La pièce des tombeaux, c'est le nom donné par certains anciens habitants de Luxé (canton d'Aigre) à un champ situé près de l'hippodrome. Dans ce lieu, on savait depuis toujours que, si l'on labourait un peu profond, la charrue accrochait des pierres, des ossements, voire des restes de sarcophages. Il y avait là les restes d'un cimetière. De quelle période? On ne savait pas trop : c'était "dans les temps"...On laissait ces vieux morts en repos, on méditait sur la vanité du monde, et on poursuivait son labour.
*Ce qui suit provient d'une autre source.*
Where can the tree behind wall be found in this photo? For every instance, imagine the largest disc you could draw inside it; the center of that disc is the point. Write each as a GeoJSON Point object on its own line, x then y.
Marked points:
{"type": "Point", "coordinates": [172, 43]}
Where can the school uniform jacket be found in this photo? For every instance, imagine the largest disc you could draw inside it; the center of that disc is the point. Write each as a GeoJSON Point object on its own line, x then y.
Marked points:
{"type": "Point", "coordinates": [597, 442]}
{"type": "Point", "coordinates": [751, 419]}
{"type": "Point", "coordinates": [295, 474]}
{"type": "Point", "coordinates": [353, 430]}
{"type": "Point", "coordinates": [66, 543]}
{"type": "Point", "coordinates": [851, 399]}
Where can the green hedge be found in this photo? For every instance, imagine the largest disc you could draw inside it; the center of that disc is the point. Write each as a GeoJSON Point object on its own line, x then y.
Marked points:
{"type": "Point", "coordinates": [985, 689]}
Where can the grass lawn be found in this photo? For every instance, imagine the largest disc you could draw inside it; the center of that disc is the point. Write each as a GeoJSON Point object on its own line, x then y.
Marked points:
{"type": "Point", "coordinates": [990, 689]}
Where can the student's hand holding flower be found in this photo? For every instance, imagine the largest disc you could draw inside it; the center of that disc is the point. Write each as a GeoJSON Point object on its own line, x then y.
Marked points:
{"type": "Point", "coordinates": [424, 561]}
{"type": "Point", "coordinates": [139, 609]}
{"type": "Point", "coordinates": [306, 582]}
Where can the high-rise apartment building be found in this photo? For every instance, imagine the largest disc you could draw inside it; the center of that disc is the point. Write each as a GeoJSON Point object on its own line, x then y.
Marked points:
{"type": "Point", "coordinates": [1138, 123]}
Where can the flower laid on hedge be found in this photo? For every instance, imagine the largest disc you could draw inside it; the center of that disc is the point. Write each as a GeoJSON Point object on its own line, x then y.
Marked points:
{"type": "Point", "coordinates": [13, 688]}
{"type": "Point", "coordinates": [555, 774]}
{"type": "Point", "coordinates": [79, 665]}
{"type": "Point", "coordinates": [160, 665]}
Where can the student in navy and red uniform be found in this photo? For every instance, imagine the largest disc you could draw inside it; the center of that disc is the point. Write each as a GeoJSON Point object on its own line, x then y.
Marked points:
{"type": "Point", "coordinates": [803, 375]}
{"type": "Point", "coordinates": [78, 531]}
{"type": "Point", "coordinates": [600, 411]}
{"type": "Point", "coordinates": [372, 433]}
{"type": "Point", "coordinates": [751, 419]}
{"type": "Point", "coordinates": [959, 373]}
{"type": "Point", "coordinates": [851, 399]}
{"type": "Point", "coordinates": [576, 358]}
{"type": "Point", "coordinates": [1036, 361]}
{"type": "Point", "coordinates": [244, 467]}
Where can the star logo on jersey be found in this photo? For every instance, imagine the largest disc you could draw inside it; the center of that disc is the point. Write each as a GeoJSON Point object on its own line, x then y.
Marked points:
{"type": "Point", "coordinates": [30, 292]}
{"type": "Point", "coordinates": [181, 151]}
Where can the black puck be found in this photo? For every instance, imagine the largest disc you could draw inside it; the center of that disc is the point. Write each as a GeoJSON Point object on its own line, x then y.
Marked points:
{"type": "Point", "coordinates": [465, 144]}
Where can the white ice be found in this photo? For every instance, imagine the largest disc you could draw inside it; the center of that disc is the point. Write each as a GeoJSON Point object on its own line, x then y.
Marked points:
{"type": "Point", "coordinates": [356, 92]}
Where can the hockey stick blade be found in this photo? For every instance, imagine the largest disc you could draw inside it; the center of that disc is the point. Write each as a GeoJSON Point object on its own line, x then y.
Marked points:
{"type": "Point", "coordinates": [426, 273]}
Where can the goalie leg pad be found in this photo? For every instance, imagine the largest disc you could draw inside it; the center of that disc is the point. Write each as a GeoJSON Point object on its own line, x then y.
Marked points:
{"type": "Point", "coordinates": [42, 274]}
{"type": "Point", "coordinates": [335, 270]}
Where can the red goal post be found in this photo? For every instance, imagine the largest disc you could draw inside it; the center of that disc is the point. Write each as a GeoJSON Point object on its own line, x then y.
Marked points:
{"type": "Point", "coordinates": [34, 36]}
Le chantier de la LGV (Ligne à Grande Vitesse Paris-Bordeaux) a tout changé. On sait maintenant que ce cimetière, fort important, fut mérovingien ou carolingien. On le sait.... Mais on l'a détruit. Comme on a détruit, toujours sur Luxé, les vestiges d'une villa gallo-romaine (photo de couverture). Comme on a détruit tant d'autres vestiges, sans doute. Etait-ce bien nécessaire?
    
D'un côté, quelques quarts d'heure "gagnés" (gagnés sur quoi?); de l'autre, des trésors archéologiques dispersés, des riverains déboussolés, des chemins coupés, des souvenirs perdus. On nous dit, pourtant, qu'il serait urgent de nous arrêter, de reconsidérer les enjeux du monde moderne, ce Moloch qui détruit l'homme et la nature sous couleur de progrès. Le progrès n'est pas synonyme d'évolution; l'évolution, certes, peut s'appeler progrès, mais aussi régression. J'ai peur, parfois, du modèle sans âme qu'on nous propose, en ce XXIème siècle inquiétant qui bétonne à tout va.